BATON ROUGE, La. -- LSU officially added another name to its list of summer departures on Monday when a school spokesman confirmed that senior Rob Bolden intends to transfer.

In addition to the seven Tigers who sacrificed their remaining eligibility in order to enter the 2014 NFL draft, four others have announced plans to transfer, including defensive end Jordan Allen (Arizona) and quarterbacks Stephen Rivers (Vanderbilt) and Hayden Rettig (Rutgers). Now Bolden becomes the third player capable of lining up under center who has opted to continue his career elsewhere.

Bolden played receiver this spring after spending the past two seasons as a backup quarterback at LSU -- he never appeared in an actual game -- and the two seasons before that as a part-time starting quarterback at Penn State. He transferred to LSU in 2012 in the wake of the Jerry Sandusky investigation.

Had he remained at LSU, he would have been one of the most veteran players at whichever position he played. Of the nine wideouts listed on the preseason depth chart LSU released Monday, Quantavius Leslie is the only senior, there are no juniors and Travin Dural is the only sophomore.

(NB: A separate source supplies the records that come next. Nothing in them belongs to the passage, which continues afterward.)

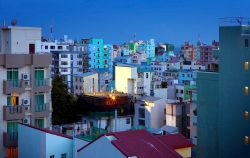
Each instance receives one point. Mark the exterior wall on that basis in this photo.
(28, 146)
(100, 147)
(124, 75)
(86, 84)
(207, 109)
(184, 152)
(154, 113)
(26, 64)
(161, 93)
(56, 145)
(157, 113)
(17, 39)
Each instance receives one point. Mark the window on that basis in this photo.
(64, 155)
(246, 43)
(141, 122)
(39, 123)
(64, 56)
(39, 77)
(12, 76)
(79, 63)
(64, 70)
(246, 140)
(12, 100)
(128, 121)
(246, 90)
(141, 112)
(64, 63)
(39, 102)
(246, 115)
(246, 66)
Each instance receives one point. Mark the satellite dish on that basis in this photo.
(13, 22)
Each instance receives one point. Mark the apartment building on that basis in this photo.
(223, 98)
(133, 80)
(68, 63)
(25, 85)
(177, 116)
(149, 112)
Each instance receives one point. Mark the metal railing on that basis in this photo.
(42, 107)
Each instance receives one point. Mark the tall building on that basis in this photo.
(223, 98)
(25, 85)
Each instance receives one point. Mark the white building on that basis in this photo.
(133, 80)
(86, 83)
(149, 112)
(25, 84)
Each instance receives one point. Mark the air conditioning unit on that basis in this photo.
(26, 120)
(26, 101)
(27, 83)
(27, 108)
(26, 77)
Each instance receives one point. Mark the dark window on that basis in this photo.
(141, 122)
(64, 155)
(246, 43)
(32, 48)
(128, 121)
(52, 47)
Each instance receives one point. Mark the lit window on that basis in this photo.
(246, 43)
(246, 90)
(246, 66)
(246, 140)
(246, 115)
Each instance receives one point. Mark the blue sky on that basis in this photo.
(173, 21)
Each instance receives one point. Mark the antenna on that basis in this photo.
(234, 20)
(51, 32)
(13, 22)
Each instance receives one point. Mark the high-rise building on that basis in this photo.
(223, 98)
(25, 85)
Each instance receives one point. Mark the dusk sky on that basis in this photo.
(116, 21)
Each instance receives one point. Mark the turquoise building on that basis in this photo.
(223, 100)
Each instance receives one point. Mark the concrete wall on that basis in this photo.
(56, 145)
(31, 143)
(99, 148)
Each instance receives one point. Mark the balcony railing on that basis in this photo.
(194, 120)
(42, 107)
(42, 82)
(14, 112)
(10, 139)
(13, 86)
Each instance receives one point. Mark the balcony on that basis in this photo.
(10, 139)
(42, 85)
(14, 86)
(14, 112)
(42, 110)
(194, 120)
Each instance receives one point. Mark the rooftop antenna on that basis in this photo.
(134, 37)
(51, 32)
(13, 22)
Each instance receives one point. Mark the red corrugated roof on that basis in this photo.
(175, 141)
(142, 144)
(48, 131)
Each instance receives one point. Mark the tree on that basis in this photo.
(63, 104)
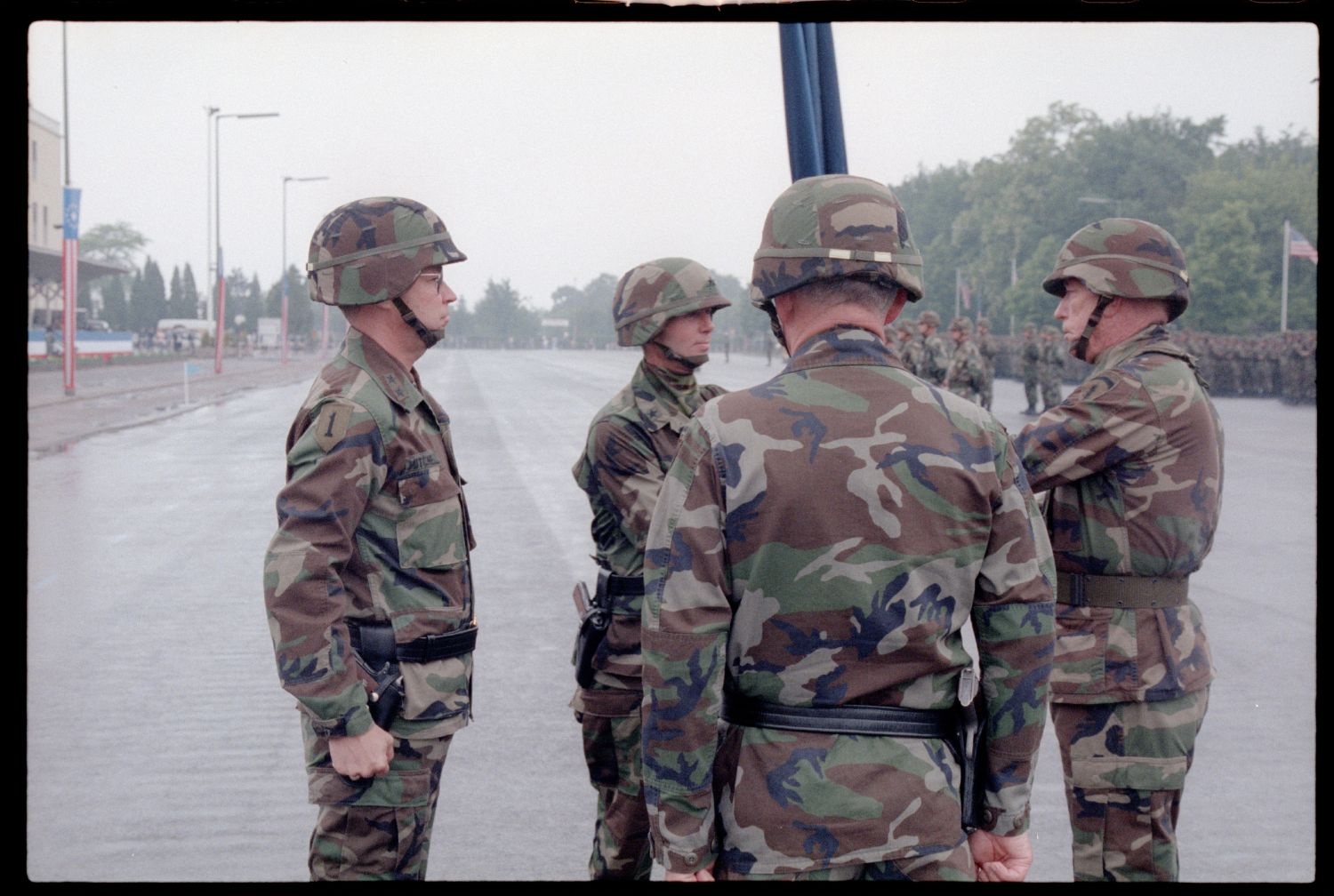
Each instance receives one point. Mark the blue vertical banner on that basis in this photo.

Bolden attempted to put a positive spin on his shift to receiver during the spring, but obviously something changed since then. A report on Monday by SpartanNation.com had the Michigan native transferring to Eastern Michigan in order to play quarterback.

LSU's more pressing issue now is at quarterback, where the trio's departure leaves sophomore Anthony Jennings and Brandon Harris as the only scholarship players and walk-ons Brad Kragthorpe, Jake Clise and Brandon Bergeron as reserves.

That isn't necessarily a nightmare scenario so long as Jennings and Harris stay healthy this fall. LSU used only two quarterbacks -- senior Zach Mettenberger and Jennings -- all of last season, even though Mettenberger dealt with minor injuries for a portion of the fall before suffering a season-ending knee injury in the regular-season finale against Arkansas.

It obviously helped from a continuity standpoint that Mettenberger was a fifth-year senior who possessed extensive college experience and an NFL-level skillset. Jennings and Harris are both early in their developmental cycle, which already leaves LSU with little breathing room at the position even before potential injuries enter the equation.

LSU's coaches made it clear during the spring that Jennings and Harris are their top two options -- hence the departures of the three backup quarterbacks -- so Bolden would have been nothing more than an emergency option as long as the youngsters stayed upright. But he would have been an awfully useful emergency option.

In 2010, Bolden became the first true freshman quarterback to start a game at Penn State in 100 years and he went on to start 17 games between that season and the next before transferring to LSU. Backup quarterbacks with that kind of major-conference experience aren't particularly plentiful, and now LSU has decided to spend his last season of eligibility elsewhere.